У цветка было пять тонких синих лепестков, а вчера, когда Мэй принесла его в свою комнату и поставила в вазочку, лепестков было четыре. Это она помнила совершенно точно — зрительная память (и память вообще) у девочки была великолепной. Не доверяя своим глазам, Мэй вытащила цветок и повертела его в пальцах, рассматривая со всех сторон. Лепестков было пять — пять, а не четыре. Ну хорошо, если бы лепестков стало меньше, это ещё можно было бы объяснить — оторвался, упал (но тогда и валялся бы где-то рядом), — но чтобы пятый лепесток вырос у сорванного цветка за одну ночь? Причём так, словно он тут и был с того самого момента, как цветок проклюнулся из бутона! Так не бывает — как не бывает и таких снов, что приснился ей в эту ночь. И никто не заходил к ней в комнату ночью, чтобы заменить цветок — она бы услышала. Да и зачем кому-то менять цветок в её комнате? Нет, цветок тот же самый — на его стебле царапинка, оставленная ногтем Мэй!

Это вроде бы незначительное открытие настолько потрясло девочку, что она застыла, глядя на себя в зеркало огромными от крайнего изумления глазами. Её вернул к реальности механический голос дежурного воспитателя, возвестивший: «Дети, пора завтракать!».

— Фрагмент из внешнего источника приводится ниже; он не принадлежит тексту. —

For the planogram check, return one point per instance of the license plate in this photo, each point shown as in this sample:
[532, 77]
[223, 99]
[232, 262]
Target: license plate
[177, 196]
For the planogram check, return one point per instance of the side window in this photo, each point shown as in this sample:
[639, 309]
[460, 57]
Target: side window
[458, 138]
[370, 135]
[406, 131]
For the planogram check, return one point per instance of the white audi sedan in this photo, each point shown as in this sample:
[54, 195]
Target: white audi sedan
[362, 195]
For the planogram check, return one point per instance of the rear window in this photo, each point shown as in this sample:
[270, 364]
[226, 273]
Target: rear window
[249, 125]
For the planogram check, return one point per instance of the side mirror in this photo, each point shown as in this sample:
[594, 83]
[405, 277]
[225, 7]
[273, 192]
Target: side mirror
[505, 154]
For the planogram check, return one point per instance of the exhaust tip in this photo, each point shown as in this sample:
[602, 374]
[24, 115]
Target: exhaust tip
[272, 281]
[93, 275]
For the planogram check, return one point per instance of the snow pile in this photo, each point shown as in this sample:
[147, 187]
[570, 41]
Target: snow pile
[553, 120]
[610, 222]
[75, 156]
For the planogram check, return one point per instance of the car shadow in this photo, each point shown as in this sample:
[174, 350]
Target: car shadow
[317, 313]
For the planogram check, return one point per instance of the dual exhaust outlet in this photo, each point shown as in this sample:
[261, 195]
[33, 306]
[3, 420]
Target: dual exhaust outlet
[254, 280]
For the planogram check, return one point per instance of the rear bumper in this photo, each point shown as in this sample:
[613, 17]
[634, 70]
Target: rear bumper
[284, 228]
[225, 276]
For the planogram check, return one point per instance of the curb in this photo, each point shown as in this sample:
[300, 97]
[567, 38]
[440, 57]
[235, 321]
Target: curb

Мэй не чувствовала вкуса еды, всецело поглощённая своими мыслями, но съела всё с видимым аппетитом и выпила кофе: ведь главное — это выглядеть пай-девочкой. На занятиях — индиго занимались маленькими группами по три-четыре человека, и на каждую группу преподаватель подбирался с учётом возраста, уровня развития, интересов и специфических особенностей учеников, — она была несколько рассеяна, но сумела это скрыть (правда, пару раз заметив, что педагог посмотрел на неё как-то по-особому). К немалому удивлению Мэй, привыкшей к ежедневному общению с экспериментаторами, от тестирования её в этот день избавили. «Почему?» — подумала она и почувствовала неприятный холодок. Неужели…

Мэй искала Хайка, но его нигде не было видно. Девочка попыталась мысленно позвать приятеля, однако он не ответил — или не услышал. Мэй не стала усиливать зов — если Хайк работает «подопытным кроликом», то ответить он всё равно не сможет, а проверять на себе уровень чувствительности сенсоров, следящих за психополем воспитанников, ей совсем не хотелось.